Julia ships its own version of libuv. I would wait with any extrem action like reinstalling windows. It’s not clear if this helps at all. There have been some solutions in the thread regarding resetting system time on the board, removing board battery and similar tips regarding BIOS changes and updates. Those are more reasonable to test first before reinstalling windows.

Thanks for reply. Regarding cpu, my laptop isn’t Icelake, but Ryzen. Here are the details:

julia> versioninfo()
Julia Version 1.5.2
Commit 539f3ce943 (2020-09-23 23:17 UTC)
Platform Info:
  OS: Windows (x86_64-w64-mingw32)
  CPU: AMD Ryzen 7 4800HS with Radeon Graphics
  WORD_SIZE: 64
  LIBM: libopenlibm
  LLVM: libLLVM-9.0.1 (ORCJIT, znver2)
Environment:
  JULIA_NUM_THREADS = 16

Being a fresh out of the box laptop, it isn’t obvious to me whether the motherboard would be accessible, and whether it could be a issue for the warranty. I agree that the Windows update is a bit of a Hail Mary :slight_smile: I tried both Julia 1.5.2 and 1.4.2.

Are you aware of an application that uses libuv that could be easy to run? That could help clarify whether the issue is only with Julia’s libuv or system wide.

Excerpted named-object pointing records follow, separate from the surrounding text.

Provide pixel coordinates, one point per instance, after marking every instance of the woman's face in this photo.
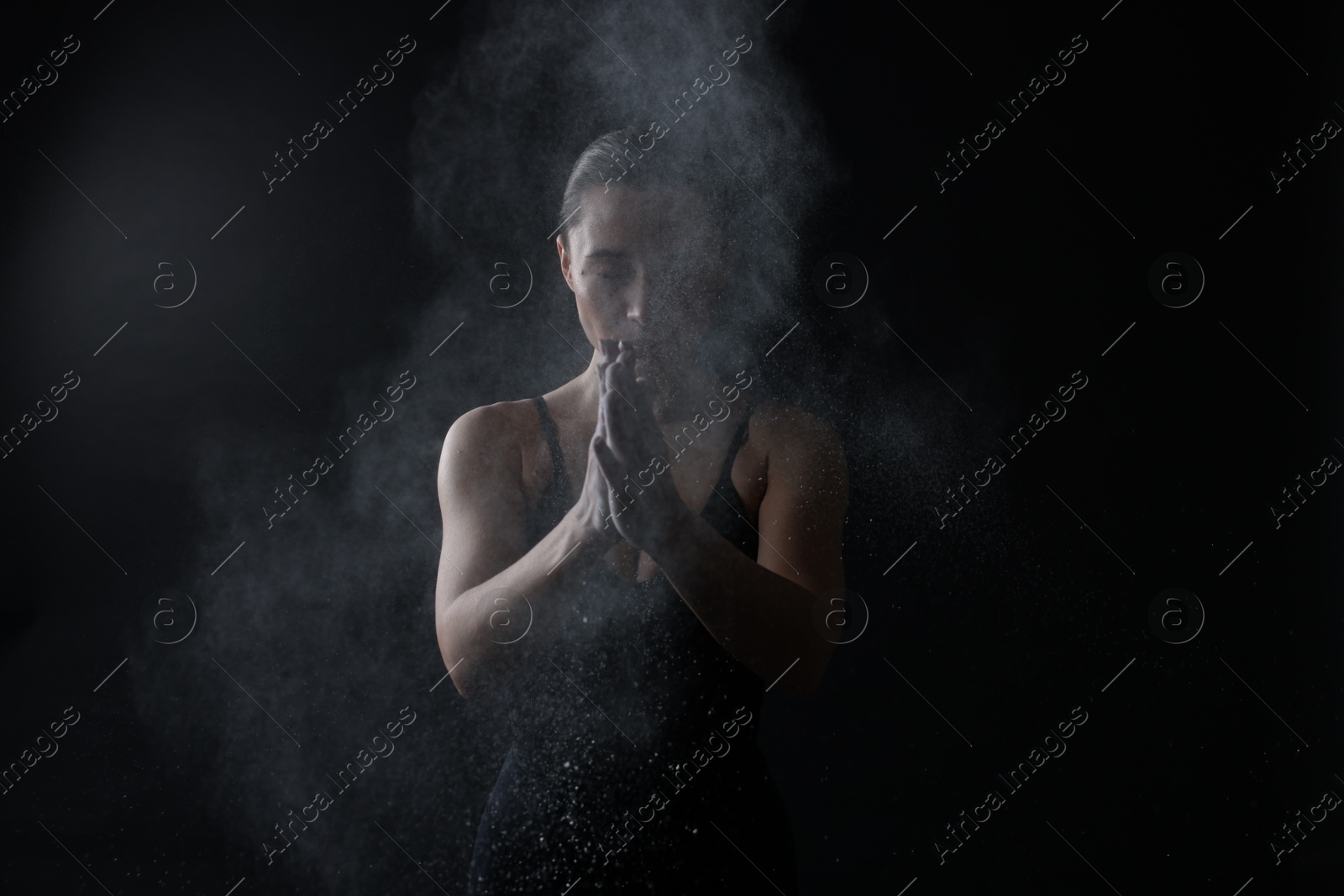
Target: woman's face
(645, 266)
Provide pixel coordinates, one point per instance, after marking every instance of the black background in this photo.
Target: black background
(1005, 284)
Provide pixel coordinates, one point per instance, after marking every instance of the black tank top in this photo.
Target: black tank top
(632, 701)
(633, 672)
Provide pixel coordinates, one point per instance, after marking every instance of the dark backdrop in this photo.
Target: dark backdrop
(134, 512)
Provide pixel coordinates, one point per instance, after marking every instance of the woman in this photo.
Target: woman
(631, 560)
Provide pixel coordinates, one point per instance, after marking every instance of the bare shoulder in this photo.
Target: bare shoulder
(785, 432)
(487, 443)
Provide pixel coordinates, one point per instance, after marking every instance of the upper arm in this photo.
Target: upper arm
(483, 501)
(801, 515)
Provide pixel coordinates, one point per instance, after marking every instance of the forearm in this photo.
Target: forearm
(481, 631)
(756, 614)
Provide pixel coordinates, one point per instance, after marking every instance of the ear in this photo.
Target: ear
(566, 270)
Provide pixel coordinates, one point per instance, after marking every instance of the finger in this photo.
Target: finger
(608, 464)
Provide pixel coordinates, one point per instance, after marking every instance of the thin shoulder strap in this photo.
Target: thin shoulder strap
(726, 473)
(559, 474)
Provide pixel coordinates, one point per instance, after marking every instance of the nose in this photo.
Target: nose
(638, 298)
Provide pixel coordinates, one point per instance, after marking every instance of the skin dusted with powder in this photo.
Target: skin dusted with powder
(644, 270)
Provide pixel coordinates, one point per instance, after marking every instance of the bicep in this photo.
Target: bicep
(801, 515)
(480, 495)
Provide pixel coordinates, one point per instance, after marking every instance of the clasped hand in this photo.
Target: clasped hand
(629, 479)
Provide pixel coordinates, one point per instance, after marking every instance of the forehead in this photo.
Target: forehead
(633, 221)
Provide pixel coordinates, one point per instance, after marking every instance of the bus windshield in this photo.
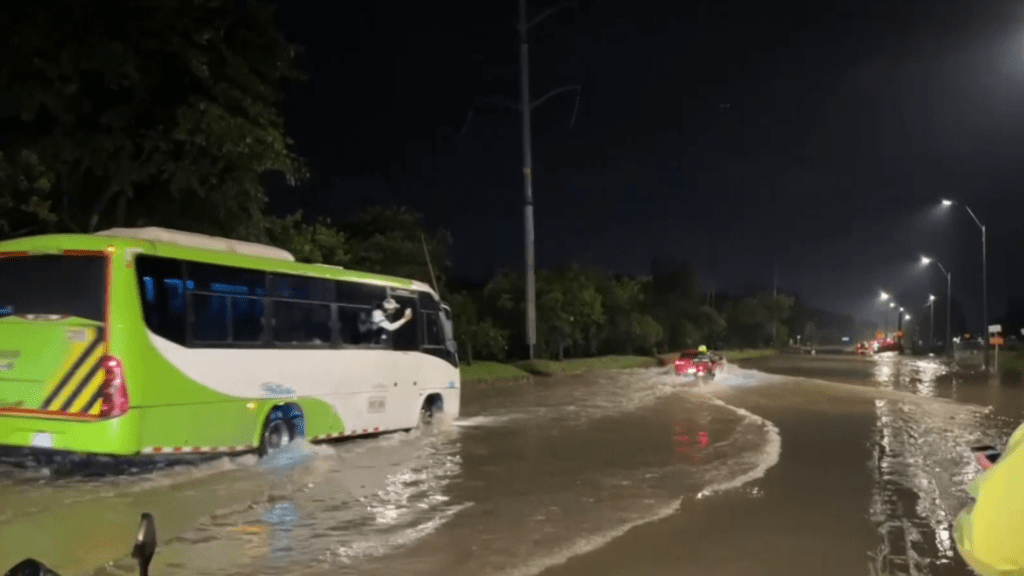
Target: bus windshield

A BIOS update would always be possible, but again, it is not clear, if this helps and should only be done, if you feel safe enough to do this.

No, perhaps someone else can answer this. Lets wait.

This may sound like madness, but after I start the laptop following a shutdown, the bug seems to never happen. I can run the above trials blocks for 10+ times, no issue. But if I do a restart, it will crash within the first 3 to 5 calls to that script.

What could go wrong when doing restart on Windows vs a shutdown? My understanding is that a restart should be a clean operation as it clears everything, while shutdown save some state for quick reboot, so it’s really puzzling me that a restart introduces issues.

The difference maybe the BIOS here, as a Windows restart doesn’t restart the BIOS (AFAIK).